That all may sound awful, but the DMCB likes to keep the following factors in mind:
1) The lifetime risk of cancer from exposure to the radiation from a CAT scan is highest among children, but that pales compared to the more immediate risks that come from sedating children to keep them from moving. In the real world of clinical practice, this risk threshold is already considered so high that the added 0.7% risk from the radiation is not much of an additional consideration. Informed guardians already have a powerful incentive to keep CAT scan use to an absolute minimum - and they generally do.
2) As for the grown-ups, stumbling over the assessment of the real magnitude of risk may be a function of innumeracy, but the DMCB believes it can be managed by asking 'compared to what?' So while a CAT scan can present a lifetime risk of hundreths to tenths of one percent:
- having high blood pressure gives 40 year old men an additional 4-5% (one in twenty) chance developing heart failure over a lifetime. The DMCB says know your blood pressure, get it treated if it's high and then smile when they take your picture with the CAT scan.
- the risk of a brain hemorrhage from taking daily aspirin is 2 per 10,000 per year which is on the same order of magnitude every year as the lifetime cancer risk from a CAT scan. The DMCB doesn't recall any alarmist media reports on this risk. Hmmm. Once again, take two aspirins and smile for the scanner in the morning.
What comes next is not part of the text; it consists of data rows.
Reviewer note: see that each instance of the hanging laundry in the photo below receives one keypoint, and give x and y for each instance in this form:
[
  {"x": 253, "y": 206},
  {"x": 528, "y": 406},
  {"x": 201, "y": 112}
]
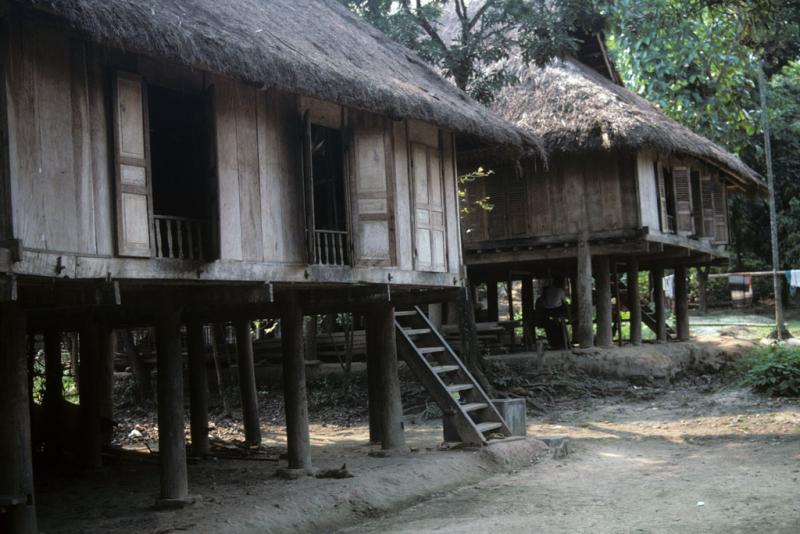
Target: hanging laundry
[{"x": 669, "y": 286}]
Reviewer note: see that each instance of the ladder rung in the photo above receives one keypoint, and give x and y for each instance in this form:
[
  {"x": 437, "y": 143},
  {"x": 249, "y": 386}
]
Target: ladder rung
[
  {"x": 474, "y": 406},
  {"x": 459, "y": 387},
  {"x": 487, "y": 427},
  {"x": 416, "y": 331}
]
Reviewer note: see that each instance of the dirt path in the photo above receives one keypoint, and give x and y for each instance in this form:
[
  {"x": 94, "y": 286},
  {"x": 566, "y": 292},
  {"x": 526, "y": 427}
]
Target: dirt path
[{"x": 688, "y": 460}]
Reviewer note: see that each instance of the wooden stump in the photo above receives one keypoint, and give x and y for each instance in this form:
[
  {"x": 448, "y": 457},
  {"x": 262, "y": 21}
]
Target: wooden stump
[{"x": 16, "y": 470}]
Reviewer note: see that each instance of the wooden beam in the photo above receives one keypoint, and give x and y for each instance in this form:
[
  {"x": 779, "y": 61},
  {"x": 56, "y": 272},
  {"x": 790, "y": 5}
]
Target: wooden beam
[
  {"x": 198, "y": 388},
  {"x": 171, "y": 441},
  {"x": 681, "y": 303},
  {"x": 247, "y": 382},
  {"x": 603, "y": 304},
  {"x": 294, "y": 383},
  {"x": 16, "y": 468},
  {"x": 634, "y": 302}
]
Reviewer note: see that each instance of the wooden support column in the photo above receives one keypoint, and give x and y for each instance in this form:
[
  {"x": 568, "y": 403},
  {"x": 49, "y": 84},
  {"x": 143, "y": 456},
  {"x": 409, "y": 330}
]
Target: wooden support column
[
  {"x": 89, "y": 404},
  {"x": 634, "y": 301},
  {"x": 604, "y": 321},
  {"x": 528, "y": 332},
  {"x": 294, "y": 383},
  {"x": 16, "y": 470},
  {"x": 584, "y": 337},
  {"x": 54, "y": 388},
  {"x": 491, "y": 301},
  {"x": 681, "y": 303},
  {"x": 373, "y": 384},
  {"x": 658, "y": 297},
  {"x": 171, "y": 441},
  {"x": 247, "y": 382},
  {"x": 380, "y": 322},
  {"x": 198, "y": 388}
]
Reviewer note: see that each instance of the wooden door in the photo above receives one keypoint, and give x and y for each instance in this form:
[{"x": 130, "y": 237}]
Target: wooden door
[
  {"x": 373, "y": 223},
  {"x": 681, "y": 182},
  {"x": 132, "y": 169},
  {"x": 429, "y": 226}
]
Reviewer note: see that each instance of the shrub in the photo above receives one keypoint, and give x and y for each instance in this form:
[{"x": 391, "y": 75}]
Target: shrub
[{"x": 773, "y": 370}]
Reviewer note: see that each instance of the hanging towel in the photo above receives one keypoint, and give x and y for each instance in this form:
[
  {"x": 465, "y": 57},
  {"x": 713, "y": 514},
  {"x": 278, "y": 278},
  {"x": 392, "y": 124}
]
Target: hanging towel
[{"x": 669, "y": 286}]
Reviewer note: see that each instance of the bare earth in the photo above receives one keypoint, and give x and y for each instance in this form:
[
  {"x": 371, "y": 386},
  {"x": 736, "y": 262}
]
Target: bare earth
[{"x": 691, "y": 459}]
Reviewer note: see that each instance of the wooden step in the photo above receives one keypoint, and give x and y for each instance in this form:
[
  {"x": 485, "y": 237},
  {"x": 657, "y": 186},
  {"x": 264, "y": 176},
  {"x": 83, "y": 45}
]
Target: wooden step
[
  {"x": 488, "y": 427},
  {"x": 416, "y": 331},
  {"x": 474, "y": 406},
  {"x": 440, "y": 369}
]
- the risk of a dying in a car accident during an average life time, according to this report, is 1 in 83, which works out to be more than 1% for every man, woman and child in the U.S. today. The DMCB recommends wearing a seat belt when you drive to your CAT scan appointment.
3) One way of gauging the risk of any health threat that is reported in the media is to examine the number of reports: the greater their number, stridency and alarm, the lower the real risk. The hubub over CAT scans suggests this inverse relationship is holding up.
4) Yet, Radiology Benefit Managers (or 'RBMs') have long regarded the cancer risk associated with CAT scans (example here) as one factor in controlling their utilization. If unecessary CAT scans are 'denied' for coverage by managed care oganizations, is that now no longer evidence of 'evil' managed care putting profits before patients? Were they right all along?
The DMCB has always been less worried about the radiation dose from CAT scanners than their far more dangerous tendency to find abnormalities in the absence of disease. Asymptomatic spots, densities, signals and other lesions of dubious significance have always bedeviled physicians and their patients, leading to ever more sophisticated imaging studies. If patient fear over CAT scan radiation exposure leads to fewer scans with fewer of their inevitable false positives, that may ultimately be a good thing.